While the uptick in elective procedures has created optimism in orthopedics, COVID-19’s profound and multilayered effect on orthopedic surgeons will continue. Orthopedic device companies need to understand that the surgeons they serve are on the cusp of significant change.
“It’s a bit deceptive because we’re seeing teams come out of this almost excited, saying how well they’re pulling together during the crisis. The problems that existed for orthopedic surgeons before are still going to be there, with the addition of new challenges. I expect quite a bit of frustration,” said J3Personica’s President Bryan Warren. As orthopedic surgeons come back “online,” as Warren said, there will be a host of new obstacles ahead of them, including new COVID-related policies, procedures and restrictions. “On top of the challenging new work environment they’re headed into, they have an immense amount of emotional trauma to handle. It’s not going to be easy.”
Formerly a Vice President for the consulting division of Zimmer Orthopaedics, Warren now helps surgeons become more effective leaders by teaching interpersonal skills that are lacking in many traditional healthcare settings. “Everything we normally preach about surgeon leadership – building relationships, emotional intelligence, communication – has never been more important,” said Warren.
Orthopedic Surgeon Job Security
No orthopedic surgeon will be left untouched by the pandemic. From those who are leery of working in hospitals out of fear of inadvertently infecting their families to those with private practices who suddenly find themselves on shaky financial footing, Warren said that COVID-19 will have an indelible impact on orthopedic surgeon teams moving forward. Healthcare has long been viewed as one of safest industries from a job security standpoint, but the unique suddenness and severe nature of this economic downturn are bound to put some orthopedic surgeons’ careers at risk, said Warren.
“Most orthopedic surgeons have been out of the game for the last couple of months, and those in private practice haven’t been making any money. Surgeons usually never have to worry about the job market or not getting paid, but now some are being forced to take pay cuts, go on furlough or even get laid off. As things pick up again, a small percentage of orthopedic surgeons will find that they have very uncertain futures.”
Orthopedic Surgeon Leadership Skills
Orthopedic surgeons who are intent on weathering the pandemic must prioritize interpersonal and dynamic leadership skills, said Warren. While hospitals previously might have let disruptive orthopedic surgeons remain in their roles because they generated revenue, COVID-19 is likely to force healthcare administrators to prioritize surgeons who actively display collaboration and communication skills.
“What we’re telling surgeons is that the traditional autocratic leadership style of telling people what to do isn’t going to work in this crisis,” Warren said.
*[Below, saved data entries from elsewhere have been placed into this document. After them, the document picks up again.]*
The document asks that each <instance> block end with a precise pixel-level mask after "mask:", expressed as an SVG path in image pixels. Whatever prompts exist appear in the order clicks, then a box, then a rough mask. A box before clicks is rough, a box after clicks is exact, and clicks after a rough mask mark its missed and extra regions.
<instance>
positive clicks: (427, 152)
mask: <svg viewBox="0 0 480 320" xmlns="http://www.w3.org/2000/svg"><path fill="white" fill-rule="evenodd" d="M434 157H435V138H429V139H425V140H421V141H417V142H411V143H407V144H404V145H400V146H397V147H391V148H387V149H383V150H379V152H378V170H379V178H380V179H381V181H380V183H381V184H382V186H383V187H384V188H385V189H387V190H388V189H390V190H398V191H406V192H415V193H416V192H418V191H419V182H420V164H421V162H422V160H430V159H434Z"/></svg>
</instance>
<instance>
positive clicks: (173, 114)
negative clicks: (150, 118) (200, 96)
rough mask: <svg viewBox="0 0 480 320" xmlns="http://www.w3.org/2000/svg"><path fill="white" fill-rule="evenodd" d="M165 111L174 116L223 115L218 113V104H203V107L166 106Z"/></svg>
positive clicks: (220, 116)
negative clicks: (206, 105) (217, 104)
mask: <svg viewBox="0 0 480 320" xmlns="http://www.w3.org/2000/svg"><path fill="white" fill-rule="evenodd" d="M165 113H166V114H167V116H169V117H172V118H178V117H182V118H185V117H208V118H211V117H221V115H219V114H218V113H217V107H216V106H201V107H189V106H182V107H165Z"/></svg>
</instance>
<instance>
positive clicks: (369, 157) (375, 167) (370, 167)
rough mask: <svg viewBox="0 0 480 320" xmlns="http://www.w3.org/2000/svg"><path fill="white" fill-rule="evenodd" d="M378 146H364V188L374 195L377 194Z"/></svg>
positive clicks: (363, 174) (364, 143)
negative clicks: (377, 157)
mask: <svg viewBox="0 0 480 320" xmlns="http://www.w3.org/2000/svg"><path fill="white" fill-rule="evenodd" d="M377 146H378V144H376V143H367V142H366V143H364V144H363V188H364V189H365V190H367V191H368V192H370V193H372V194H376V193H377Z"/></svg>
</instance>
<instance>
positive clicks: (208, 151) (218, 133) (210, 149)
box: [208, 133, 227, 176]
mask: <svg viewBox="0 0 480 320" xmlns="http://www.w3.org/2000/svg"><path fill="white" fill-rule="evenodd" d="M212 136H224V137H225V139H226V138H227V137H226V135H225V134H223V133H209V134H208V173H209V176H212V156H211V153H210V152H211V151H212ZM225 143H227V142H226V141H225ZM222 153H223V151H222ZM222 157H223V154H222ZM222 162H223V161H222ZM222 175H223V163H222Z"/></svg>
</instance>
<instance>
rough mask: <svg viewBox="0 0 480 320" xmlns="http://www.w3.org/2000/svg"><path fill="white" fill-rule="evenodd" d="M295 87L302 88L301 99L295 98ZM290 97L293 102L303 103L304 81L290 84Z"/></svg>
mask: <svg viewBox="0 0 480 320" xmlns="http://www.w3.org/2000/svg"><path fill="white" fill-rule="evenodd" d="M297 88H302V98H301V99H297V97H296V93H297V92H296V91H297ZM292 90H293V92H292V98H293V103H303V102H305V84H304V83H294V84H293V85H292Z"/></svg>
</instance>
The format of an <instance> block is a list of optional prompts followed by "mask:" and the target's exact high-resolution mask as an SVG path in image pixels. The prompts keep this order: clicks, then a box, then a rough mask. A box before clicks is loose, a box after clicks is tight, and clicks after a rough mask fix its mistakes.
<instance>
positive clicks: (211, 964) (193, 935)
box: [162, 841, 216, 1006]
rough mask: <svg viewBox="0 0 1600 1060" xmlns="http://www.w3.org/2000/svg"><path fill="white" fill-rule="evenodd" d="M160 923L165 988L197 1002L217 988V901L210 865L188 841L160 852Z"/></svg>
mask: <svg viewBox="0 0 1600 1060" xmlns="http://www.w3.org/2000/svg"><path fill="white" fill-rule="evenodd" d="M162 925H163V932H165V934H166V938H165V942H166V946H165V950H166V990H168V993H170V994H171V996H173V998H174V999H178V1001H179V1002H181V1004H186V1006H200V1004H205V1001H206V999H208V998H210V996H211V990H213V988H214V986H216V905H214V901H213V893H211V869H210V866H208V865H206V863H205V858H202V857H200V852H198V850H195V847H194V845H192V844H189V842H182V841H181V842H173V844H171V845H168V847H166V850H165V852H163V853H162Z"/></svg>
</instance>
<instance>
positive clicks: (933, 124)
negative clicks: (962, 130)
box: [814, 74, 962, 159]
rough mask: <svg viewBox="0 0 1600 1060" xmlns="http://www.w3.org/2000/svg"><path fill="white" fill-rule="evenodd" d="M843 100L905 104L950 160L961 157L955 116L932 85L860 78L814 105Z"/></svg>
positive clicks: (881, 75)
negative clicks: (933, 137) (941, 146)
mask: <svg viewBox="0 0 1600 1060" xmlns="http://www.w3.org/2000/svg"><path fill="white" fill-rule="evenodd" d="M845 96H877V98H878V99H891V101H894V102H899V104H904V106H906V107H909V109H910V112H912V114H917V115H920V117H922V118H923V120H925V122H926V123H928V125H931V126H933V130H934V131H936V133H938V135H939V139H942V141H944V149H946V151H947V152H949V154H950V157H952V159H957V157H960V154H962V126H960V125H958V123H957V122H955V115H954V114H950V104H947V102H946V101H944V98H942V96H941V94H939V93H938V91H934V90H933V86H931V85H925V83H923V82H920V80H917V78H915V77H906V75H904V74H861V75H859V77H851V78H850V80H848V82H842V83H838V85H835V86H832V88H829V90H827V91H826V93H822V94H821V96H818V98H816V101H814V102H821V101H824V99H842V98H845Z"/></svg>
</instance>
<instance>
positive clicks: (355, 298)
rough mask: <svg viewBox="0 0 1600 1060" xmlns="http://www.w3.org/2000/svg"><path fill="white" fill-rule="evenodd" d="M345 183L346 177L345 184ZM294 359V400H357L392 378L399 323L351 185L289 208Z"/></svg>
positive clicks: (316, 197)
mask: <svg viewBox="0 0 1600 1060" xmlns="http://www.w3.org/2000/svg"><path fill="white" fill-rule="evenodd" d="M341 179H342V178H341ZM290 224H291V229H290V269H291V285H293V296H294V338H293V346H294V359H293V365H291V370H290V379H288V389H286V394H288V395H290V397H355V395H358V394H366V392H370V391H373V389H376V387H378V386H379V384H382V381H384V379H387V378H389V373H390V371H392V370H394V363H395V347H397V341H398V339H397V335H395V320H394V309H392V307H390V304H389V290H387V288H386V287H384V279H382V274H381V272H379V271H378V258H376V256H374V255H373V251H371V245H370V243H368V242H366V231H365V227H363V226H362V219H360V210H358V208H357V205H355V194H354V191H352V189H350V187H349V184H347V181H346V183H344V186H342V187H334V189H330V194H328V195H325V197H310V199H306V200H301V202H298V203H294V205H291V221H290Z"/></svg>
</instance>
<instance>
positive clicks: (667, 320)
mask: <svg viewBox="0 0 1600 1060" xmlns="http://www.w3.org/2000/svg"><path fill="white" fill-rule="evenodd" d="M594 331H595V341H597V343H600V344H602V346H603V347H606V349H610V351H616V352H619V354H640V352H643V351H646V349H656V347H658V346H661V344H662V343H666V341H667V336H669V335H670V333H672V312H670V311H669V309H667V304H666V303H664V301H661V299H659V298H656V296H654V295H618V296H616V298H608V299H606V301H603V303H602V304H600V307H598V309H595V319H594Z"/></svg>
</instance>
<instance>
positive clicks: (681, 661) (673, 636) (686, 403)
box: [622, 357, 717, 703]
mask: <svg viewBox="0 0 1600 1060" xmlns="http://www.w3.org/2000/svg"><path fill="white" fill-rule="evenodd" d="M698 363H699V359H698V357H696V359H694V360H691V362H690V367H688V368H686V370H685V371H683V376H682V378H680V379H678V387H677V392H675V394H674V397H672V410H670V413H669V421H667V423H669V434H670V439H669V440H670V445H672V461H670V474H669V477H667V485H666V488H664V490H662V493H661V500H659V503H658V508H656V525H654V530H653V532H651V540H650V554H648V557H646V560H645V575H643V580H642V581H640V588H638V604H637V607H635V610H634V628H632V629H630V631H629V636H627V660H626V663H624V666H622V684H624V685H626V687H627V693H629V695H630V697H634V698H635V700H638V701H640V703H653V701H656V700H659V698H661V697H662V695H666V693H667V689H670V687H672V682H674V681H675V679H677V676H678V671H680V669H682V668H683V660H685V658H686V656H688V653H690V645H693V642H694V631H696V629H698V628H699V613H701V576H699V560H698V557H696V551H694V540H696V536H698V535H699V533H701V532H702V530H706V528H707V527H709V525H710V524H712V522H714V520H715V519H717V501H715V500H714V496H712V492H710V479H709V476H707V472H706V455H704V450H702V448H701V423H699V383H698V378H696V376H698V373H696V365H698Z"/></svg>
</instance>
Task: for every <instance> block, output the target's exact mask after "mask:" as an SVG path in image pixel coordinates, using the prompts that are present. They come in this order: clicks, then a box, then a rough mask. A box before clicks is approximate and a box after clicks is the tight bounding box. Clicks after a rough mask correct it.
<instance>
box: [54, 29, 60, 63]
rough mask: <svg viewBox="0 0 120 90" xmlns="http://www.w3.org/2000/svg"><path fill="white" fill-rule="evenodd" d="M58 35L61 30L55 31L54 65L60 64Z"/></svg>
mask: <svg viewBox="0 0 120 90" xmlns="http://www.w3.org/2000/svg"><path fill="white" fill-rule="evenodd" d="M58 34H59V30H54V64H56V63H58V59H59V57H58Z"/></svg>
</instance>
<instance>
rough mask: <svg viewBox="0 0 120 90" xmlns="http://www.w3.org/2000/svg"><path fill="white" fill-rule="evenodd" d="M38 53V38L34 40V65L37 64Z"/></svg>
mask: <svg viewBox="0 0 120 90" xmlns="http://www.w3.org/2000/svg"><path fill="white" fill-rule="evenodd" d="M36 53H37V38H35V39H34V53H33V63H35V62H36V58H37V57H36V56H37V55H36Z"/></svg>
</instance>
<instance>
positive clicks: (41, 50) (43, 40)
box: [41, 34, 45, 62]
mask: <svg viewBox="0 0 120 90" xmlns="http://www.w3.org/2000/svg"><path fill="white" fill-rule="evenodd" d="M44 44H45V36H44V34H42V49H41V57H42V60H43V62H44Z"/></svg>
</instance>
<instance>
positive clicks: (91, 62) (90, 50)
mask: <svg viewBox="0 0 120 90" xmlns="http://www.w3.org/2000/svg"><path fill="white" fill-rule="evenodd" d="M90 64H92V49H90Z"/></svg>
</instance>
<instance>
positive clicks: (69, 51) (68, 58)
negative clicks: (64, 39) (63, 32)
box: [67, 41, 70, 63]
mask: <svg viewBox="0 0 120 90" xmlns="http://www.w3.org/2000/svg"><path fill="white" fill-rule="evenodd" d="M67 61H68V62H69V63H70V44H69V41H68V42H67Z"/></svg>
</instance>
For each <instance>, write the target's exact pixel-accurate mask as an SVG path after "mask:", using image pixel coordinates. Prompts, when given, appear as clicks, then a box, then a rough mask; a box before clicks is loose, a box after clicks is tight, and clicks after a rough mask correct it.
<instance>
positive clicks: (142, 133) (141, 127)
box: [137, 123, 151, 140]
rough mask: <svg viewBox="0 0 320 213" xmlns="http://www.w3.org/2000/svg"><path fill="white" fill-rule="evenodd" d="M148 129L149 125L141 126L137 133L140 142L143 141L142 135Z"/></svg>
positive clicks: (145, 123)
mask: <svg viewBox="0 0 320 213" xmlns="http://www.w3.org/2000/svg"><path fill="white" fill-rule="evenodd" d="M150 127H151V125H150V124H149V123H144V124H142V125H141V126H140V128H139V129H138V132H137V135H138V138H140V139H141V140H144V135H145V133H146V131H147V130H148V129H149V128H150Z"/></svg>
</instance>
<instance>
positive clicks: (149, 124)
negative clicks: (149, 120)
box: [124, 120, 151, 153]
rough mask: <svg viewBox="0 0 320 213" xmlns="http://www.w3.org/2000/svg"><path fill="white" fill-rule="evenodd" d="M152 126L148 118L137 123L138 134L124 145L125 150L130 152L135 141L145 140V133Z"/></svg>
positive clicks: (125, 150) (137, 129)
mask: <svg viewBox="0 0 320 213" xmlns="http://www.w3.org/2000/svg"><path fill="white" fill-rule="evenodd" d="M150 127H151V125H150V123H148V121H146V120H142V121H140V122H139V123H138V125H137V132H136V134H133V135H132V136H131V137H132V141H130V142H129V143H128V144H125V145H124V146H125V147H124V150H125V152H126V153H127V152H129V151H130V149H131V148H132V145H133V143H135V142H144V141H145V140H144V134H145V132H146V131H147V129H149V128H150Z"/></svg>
To illustrate his point, Warren used an example of a conversation he recently had with a surgeon. “He told me that COVID had been the perfect reminder that his job isn’t to go into the operating room and make all the right decisions. As a leader, his job is to empower and enable his team to find solutions and do their best.”
“The organizations that prioritized leadership and team-building skills before are the ones that are faring the best right now,” Warren said. “We’re hearing from some of the orthopedic surgeon teams we’ve worked with over the past two years that the interpersonal skill development work we’ve done with them has helped them to display attributes that were absolutely needed during this crisis.”
Leadership skills ranging from healthy and productive ways to give feedback to creating environments that support opposing perspectives that are taught to surgeons can also help orthopedic device professionals in their work during COVID-19.
Orthopedic Device Professionals’ Role
Warren stressed the importance of orthopedic device professionals displaying understanding and empathy for the surgeons with which they work. “Whether they admit it or not, they’re exhausted, traumatized and anxious,” he said of surgeons.
Orthopedic surgeons with whom device companies have worked for years or even decades are facing a crisis. While companies might be tempted to adopt a business-as-usual approach in working with orthopedic surgeons, Warren said that investing in relationships is paramount during the pandemic.
With device company professionals facing their own COVID-related struggles, some might find it difficult to summon the emotional energy needed to find compassion and extra patience for their orthopedic surgeons. But those who do will enjoy closer bonds, increased trust and more productive relationships, Warren said.
Patrick McGuire is an ORTHOWORLD Contributor.